Why I Use Square Foot Gardening Techniques
Good morning, folks! Today, I am going to address a question that I have had many people ask me over the last seven years. They always want to know why I have so much land on my farm but still insist on square foot gardening. It’s a good question, as I live in an area that has been farming since the colonial days and tradition is something that is ingrained in the farmers here.
Large farmers. Big-Agriculture. Men with big machines that do the work for them.
But I am a homesteader. And as a homesteader, I don’t have a big tractor at my disposal for gardening. Yes, I have a lot of land, but most of that still belongs to Mother Nature. Over 75% of my farm is woodlands, and it will stay that way for as long as I can keep it that way. The other 25% is where I homestead.
I grew up in vegetable gardens–my parents’ and my grandparents’. I have had a garden every year since I moved out on my own. I started gardening just like my granddaddy and my dad: in long rows with two-foot wide paths in-between. And I found that I was frustrated all the time.
The whole setup was wrong for me. Super-long strips of beans, cucumbers, tomatoes, etc that I couldn’t pick in one of my available time allotments. And the paths were just wide enough to get a wheelbarrow down, even the smallest machine (a tiller) was damaging plants if I tried to use it for weeding. The idea is a good one if I’d had a large machine to pick the plants and weed the rows.
I did not.
What I did have was four small kids and a (now ex-) husband who didn’t see the value in gardening and producing our own food.

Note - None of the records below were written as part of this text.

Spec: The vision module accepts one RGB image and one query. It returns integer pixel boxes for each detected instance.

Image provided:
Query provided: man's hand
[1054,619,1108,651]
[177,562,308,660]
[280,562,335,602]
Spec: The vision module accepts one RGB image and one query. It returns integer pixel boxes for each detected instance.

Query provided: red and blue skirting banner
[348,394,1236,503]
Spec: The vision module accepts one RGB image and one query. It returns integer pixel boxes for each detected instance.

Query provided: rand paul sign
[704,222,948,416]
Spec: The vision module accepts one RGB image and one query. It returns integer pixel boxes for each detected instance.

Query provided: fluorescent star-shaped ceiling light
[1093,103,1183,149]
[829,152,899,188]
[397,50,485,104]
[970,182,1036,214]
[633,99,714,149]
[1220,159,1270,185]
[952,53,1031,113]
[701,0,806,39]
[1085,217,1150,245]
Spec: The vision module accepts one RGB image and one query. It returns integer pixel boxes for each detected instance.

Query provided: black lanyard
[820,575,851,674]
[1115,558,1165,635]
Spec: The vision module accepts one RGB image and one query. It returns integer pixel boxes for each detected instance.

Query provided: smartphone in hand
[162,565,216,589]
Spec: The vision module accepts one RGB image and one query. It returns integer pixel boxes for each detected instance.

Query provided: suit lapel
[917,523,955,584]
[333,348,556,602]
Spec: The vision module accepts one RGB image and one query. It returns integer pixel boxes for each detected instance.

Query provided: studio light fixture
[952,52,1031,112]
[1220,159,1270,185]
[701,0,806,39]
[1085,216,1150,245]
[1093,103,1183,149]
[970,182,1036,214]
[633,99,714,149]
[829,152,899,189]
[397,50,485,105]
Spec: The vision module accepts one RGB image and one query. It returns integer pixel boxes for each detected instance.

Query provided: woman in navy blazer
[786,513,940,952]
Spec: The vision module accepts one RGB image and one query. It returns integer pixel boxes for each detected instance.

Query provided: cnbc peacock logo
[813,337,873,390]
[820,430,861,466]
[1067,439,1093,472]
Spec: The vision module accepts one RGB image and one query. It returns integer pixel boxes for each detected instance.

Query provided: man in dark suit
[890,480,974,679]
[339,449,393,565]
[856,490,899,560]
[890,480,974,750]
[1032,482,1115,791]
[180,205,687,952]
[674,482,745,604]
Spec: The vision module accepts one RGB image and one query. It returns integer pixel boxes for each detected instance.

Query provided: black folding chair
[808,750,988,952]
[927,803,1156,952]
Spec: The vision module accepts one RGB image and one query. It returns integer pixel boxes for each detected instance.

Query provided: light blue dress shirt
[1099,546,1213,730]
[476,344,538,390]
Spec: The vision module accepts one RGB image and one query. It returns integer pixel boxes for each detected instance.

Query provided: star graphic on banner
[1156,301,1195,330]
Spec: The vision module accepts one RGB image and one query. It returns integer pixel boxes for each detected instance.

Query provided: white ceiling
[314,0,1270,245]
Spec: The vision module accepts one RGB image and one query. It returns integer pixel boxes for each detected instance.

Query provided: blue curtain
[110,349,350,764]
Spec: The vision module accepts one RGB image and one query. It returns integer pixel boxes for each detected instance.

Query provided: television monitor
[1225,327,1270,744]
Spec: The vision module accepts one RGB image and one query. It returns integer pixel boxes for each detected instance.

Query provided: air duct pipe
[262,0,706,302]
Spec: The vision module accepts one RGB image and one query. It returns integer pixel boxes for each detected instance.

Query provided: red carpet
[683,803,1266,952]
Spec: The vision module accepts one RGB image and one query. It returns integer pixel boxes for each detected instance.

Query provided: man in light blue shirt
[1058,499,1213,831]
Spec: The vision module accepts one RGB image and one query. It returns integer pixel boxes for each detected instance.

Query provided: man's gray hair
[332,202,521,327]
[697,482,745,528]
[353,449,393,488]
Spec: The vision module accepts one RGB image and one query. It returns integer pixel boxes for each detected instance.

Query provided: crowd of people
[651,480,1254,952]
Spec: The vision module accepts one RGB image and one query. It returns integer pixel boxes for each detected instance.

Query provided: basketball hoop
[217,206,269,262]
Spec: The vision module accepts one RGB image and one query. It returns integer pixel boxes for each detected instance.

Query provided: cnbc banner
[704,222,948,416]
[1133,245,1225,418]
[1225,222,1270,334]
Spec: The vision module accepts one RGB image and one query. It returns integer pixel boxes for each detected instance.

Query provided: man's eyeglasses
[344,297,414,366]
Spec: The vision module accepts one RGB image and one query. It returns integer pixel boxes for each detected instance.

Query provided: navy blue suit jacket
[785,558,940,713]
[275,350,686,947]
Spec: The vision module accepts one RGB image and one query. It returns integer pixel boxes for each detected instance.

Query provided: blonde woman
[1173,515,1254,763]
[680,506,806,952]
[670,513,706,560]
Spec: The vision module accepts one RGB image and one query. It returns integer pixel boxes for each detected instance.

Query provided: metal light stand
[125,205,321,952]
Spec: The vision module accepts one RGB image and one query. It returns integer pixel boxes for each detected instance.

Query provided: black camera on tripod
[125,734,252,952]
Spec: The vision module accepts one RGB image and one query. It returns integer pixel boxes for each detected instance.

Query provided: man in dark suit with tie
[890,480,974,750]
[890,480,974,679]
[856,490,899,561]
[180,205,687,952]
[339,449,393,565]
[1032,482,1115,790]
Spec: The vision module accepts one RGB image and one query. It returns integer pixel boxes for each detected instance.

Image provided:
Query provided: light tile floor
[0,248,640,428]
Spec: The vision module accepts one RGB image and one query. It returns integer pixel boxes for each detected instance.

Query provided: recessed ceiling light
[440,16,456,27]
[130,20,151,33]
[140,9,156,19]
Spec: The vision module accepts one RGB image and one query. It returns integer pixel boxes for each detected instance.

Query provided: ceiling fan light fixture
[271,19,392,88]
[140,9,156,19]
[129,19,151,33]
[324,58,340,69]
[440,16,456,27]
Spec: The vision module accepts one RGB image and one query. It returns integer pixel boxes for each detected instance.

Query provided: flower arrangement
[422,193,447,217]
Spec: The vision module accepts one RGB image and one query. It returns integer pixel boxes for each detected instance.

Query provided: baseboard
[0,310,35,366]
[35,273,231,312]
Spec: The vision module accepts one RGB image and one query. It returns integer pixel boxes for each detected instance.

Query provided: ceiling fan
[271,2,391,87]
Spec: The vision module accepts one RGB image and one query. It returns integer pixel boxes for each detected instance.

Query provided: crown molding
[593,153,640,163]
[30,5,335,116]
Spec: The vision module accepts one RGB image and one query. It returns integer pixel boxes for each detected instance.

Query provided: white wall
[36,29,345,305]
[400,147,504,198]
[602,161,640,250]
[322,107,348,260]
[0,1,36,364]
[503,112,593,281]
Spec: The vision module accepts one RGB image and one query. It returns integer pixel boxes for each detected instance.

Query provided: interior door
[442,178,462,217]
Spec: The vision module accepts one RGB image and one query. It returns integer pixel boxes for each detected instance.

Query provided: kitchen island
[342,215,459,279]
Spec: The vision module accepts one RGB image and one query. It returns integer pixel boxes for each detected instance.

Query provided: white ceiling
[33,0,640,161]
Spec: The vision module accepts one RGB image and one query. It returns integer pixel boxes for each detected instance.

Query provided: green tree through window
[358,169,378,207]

I would head out the door as soon as the sun started coming up, and I would start harvesting. But I only had until the first child woke up to pick, and my kids were very early risers.
I could never finish a row. Ever.
With some plants, that was fine. I could come back out later and figure out which plant I had stopped on in the tomatoes, squash, zucchinis, and so on. They were big enough to tell immediately.
Beans and peas were a different situation. So I’d leave some sort of marker, hoping to get back out there before it got so hot that I couldn’t work out in it. But sometimes, it would be another day before I got back out there, or two days. And the whole row would be ready to pick again.
And to make it worse, the paths were a lot of wasted space. Empty, uncovered space that weeds just LOVE to grow in. So usually, by the end of July, I had weeds almost as tall as me, even with diligent weeding and sometimes desperate weed-whacking. I couldn’t find the plants, much less harvest them. The weeds would choke them out, and food production for the year would tank.
It was frustrating to no end. All that food was going to waste in the garden because I couldn’t pick it all on my own, and I didn’t have the time I needed to battle the weeds and pick the produce, much less preserve all the produce.
So, I had to do some research and change tactics.
Square Foot Gardening
I ended up with square foot gardening. It was perfect for me and my family. And I added raised beds to it to further maximize our production.
With the raised beds, I was able to create zones for different plants a bit more easily than I could with long rows. This allowed me to keep cooler weather crops towards the side of the garden that became shaded once spring was turning into summer here. Those areas started out sunny enough to get the seeds growing, and once the plants started producing, they were in the shade, which kept most of them from going to seed. I say “most” because North Carolina heat from June until mid-September is enough to make the Devil sigh–cooler weather plants tend to be heat stressed as soon as the sun comes up.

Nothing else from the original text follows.